4. Make holistic operations decision
In the cloud, you have to manage more types of constructs in your environment. In addition to servers, OSs, and applications, You will have compute pools, storage pools, network containers, services, and, for service providers, tenants. These new constructs are interrelated. You can’t view their performance and capacity data separately. You have to look at it more holistically. Taking the Amazon’s recent outage as an example again. The root cause was from its network. But it affected the storage pool immediately. And that caused the huge impact to its EC2 instances, CloudWatch, and RDS services, as well as many of its customers. If you treat those symptom separately, you won’t have a solid plan to quickly recover from this outage. You had better know who are your critical customers and their services so you can focus on recovering them in a higher priority. You may want to send out alert to affected customers to proactively let them know the issue. Your operations management solution should give you a panoramic view on all these aspects and their relationships. Not only does it let you quickly isolate the problem, but also it saves you lots of money if you know whose SLAs you don’t want to breach and you can focus your team to deal them in higher priority.

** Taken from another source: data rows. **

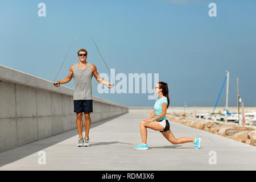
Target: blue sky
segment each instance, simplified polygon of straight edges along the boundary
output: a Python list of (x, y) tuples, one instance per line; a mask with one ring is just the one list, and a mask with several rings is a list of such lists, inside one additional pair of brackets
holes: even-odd
[[(41, 2), (46, 17), (38, 15)], [(212, 2), (217, 17), (208, 15)], [(239, 77), (245, 105), (256, 106), (255, 5), (254, 0), (2, 1), (0, 64), (53, 81), (71, 42), (86, 34), (116, 75), (159, 73), (168, 84), (171, 106), (213, 106), (226, 69), (229, 105), (236, 106)], [(99, 73), (108, 73), (93, 42), (80, 37), (58, 80), (78, 62), (81, 48)], [(154, 105), (147, 94), (101, 94), (93, 79), (96, 96), (127, 106)], [(73, 81), (66, 86), (73, 88)], [(224, 92), (218, 106), (225, 102)]]

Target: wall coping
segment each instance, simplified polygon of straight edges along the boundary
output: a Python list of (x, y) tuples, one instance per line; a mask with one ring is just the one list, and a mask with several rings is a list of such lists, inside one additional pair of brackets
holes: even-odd
[[(55, 87), (52, 81), (2, 65), (0, 65), (0, 81), (31, 86), (68, 96), (73, 96), (73, 95), (74, 89), (73, 89), (63, 85), (58, 88)], [(126, 106), (98, 97), (93, 96), (93, 100), (97, 102), (128, 109)]]

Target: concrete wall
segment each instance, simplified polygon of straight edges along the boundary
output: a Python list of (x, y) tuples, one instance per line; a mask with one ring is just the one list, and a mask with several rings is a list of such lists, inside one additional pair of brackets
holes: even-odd
[[(73, 92), (0, 65), (0, 152), (76, 129)], [(92, 123), (127, 112), (127, 107), (94, 97)]]

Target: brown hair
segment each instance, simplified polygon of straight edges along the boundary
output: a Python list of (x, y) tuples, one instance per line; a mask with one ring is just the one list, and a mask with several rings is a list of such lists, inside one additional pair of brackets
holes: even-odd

5. Enable self-service for operations
To give your customer better experience and save your support cost, one of the best options is to give your customer constant feedback. Traditionally, performance data, in general, is not available to the end user. In the cloud, you have a larger number of users or service requests with a relatively lower ratio of administrators. You want to minimize the “false alarms” or manual routine requests. The best way is to let your end users see the performance and capacity data surrounding to their services. You can also let your users define KPI to monitor, the threshold level they want to set, and some routine remediation process they want to trigger (such as auto-scaling). Your operations management solution should allow you to easily plug those data into your end user portal.

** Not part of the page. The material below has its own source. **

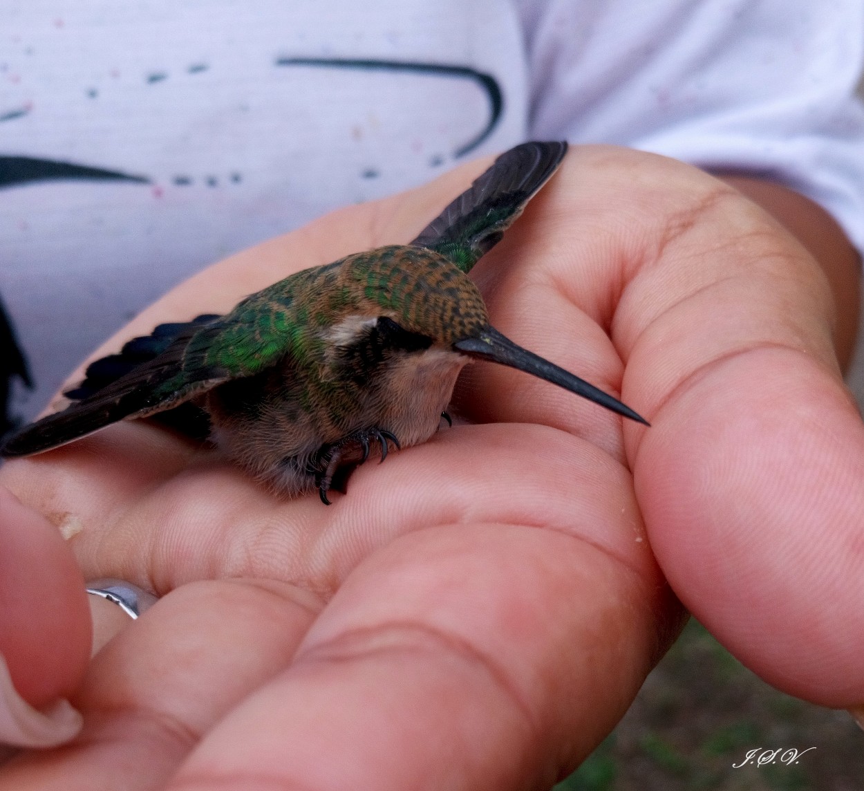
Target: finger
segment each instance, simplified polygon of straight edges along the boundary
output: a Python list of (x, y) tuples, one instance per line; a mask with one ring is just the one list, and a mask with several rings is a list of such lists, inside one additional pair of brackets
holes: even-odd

6.Make cloud services resilient
This is the ultimate goal of your cloud operations management. If you have a solution which can understand the behavior of your services and proactively pinpoint potential issues, naturally the next step is that you want that solution to automatically isolate and eliminate the problem. Well, it sounds simple, but it is more complicated than appeared on the surface. First, you need to make sure your solution does have the accurate behavior learning and analytic capabilities. Second, you still need to put human in control through well-defined policies whether by an automated policy engine or a human interactive process. Last, your solution should be able to seamlessly plugged into other life cycle management solutions, such as provisioning, change management, service request, etc. The operations management alone can’t make your cloud resilient. You should have a right architectural design (e.g. designing for failure) to start with and a good management process that reflects the paradigm shift to ensure your success.
By no means, these 6 capabilities cover all the aspects of the new generation of cloud operations management. But they are a good start based on what we have heard from our customers and leading cloud providers. What are the most important shift in your operations management? What are critical capabilities that you think a cloud operations management solution should have? I welcome your thoughts.